Saturday, May 16, 2015

Back in Charleston - and building its first Waldorf School

Header final2.jpeg

Joined Lee in Charleston today. He came a couple days early to work on the Waldorf school we are going to create here....The Acorn School of Charleston.
Yep, going to happen.

And just in sync...the New York Times publishes this piece for the Sunday paper. This was the topic of Lee's presentation today at an information meeting. 

I feel so frustrated by our educational system in this country. We use our children as guinea pigs - let's try this, let's try that. And then, worst of all, we project our own fears onto our children. OMG....what if they aren't reading at 6! Are they damaged? Do they need special help? Are they on the "spectrum?"

So much pressure on kids. So much garbage. 

I feel so happy to be working on creating a Waldorf School with Lee here in Charleston. Waldorf's attitude is "the later the better" - not "the sooner the better."
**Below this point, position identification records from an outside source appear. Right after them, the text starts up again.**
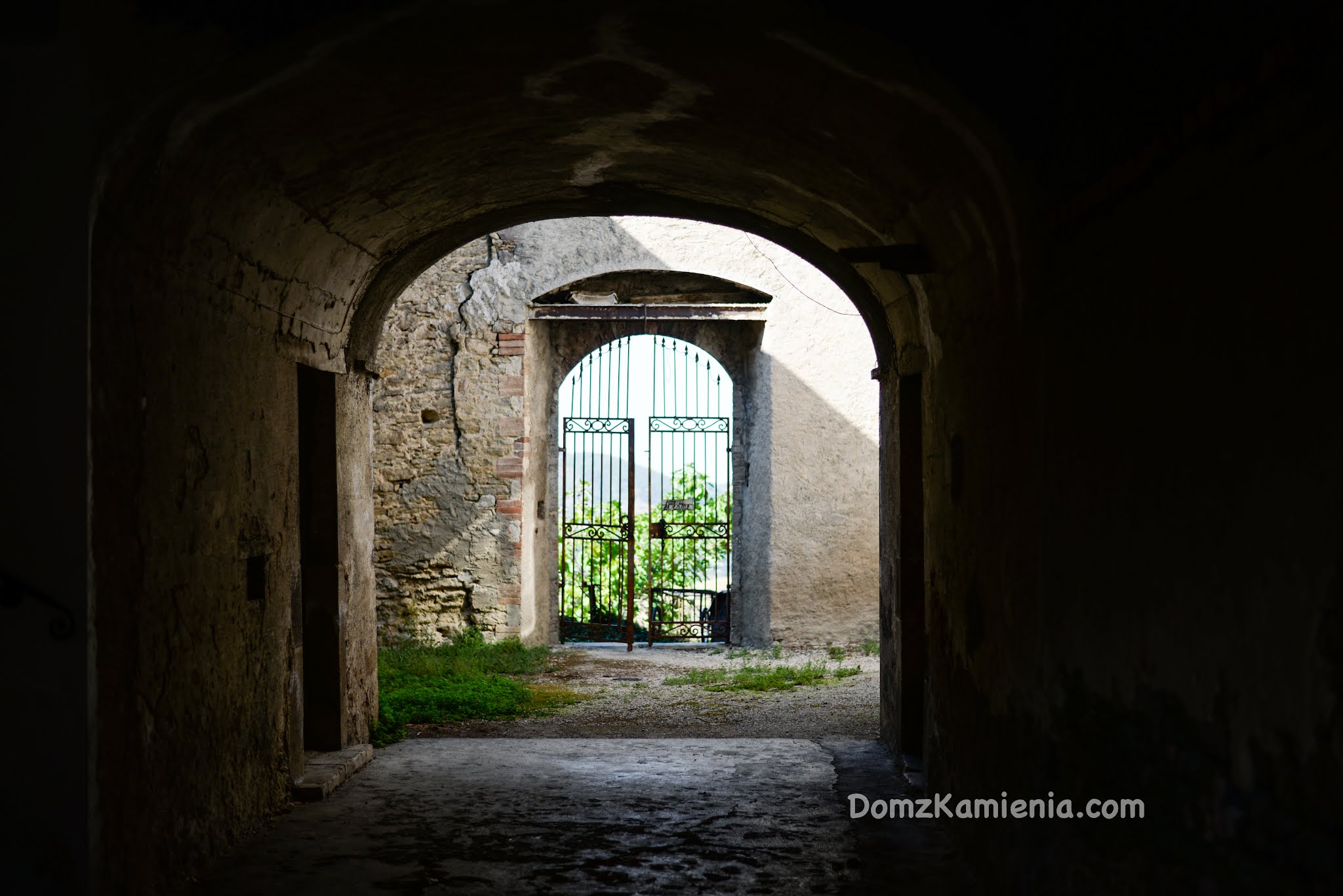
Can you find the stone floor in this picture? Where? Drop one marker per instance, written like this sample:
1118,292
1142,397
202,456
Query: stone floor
601,816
Slow food? Why not Slow Childhood?

http://www.nytimes.com/2015/05/17/opinion/sunday/let-the-kids-learn-through-play.html?action=click&pgtype=Homepage&module=opinion-c-col-right-region&region=opinion-c-col-right-region&WT.nav=opinion-c-col-right-region

Oh, and in service of shameless self-promotion, here is the website for the school:
www.acornschoolcharleston.org





1 comment:

  1. I can't agree more! My children, now 23 and 21, grew up with a 'shameful' mother who did not schedule their every minute. You can be sure I was in the minority, and was viewed with skepticism. I was judged, disdained, and viewed as negligent because I did not bring them from school to soccer practice to piano lessons, home for supper, and then to tutors for homework. I let them ride their bikes around the neighborhood without me driving right beside them. I let them schedule their own time. I did not fill their weekends with endless schedules of sports lessons, dance lessons, or music lessons. But don't get me wrong! I gave them numerous opportunities for fun and learning. We went to museums, zoos, and the various lessons each of them decided to undertake. But it was their decision. And each of them had time for friends, and for vegging in their rooms. Both of them grew to love reading, music, and sports in their own ways and their own time. And they have both grown to be substantial, responsible, well-balanced and adjusted human beings who are independent and able to schedule their own lives! I guess because people have been so concerned with their child being able to compete in the shark infested waters of adulthood, they unwittingly created a shark infested childhood by making sure that their child was in all the right classes, sports, activities, wore the right clothes, and had the right friends! By trying to give their child what they viewed as the best, they created the worst environment for their child. They created an adult environment for which their child had no skills for survival.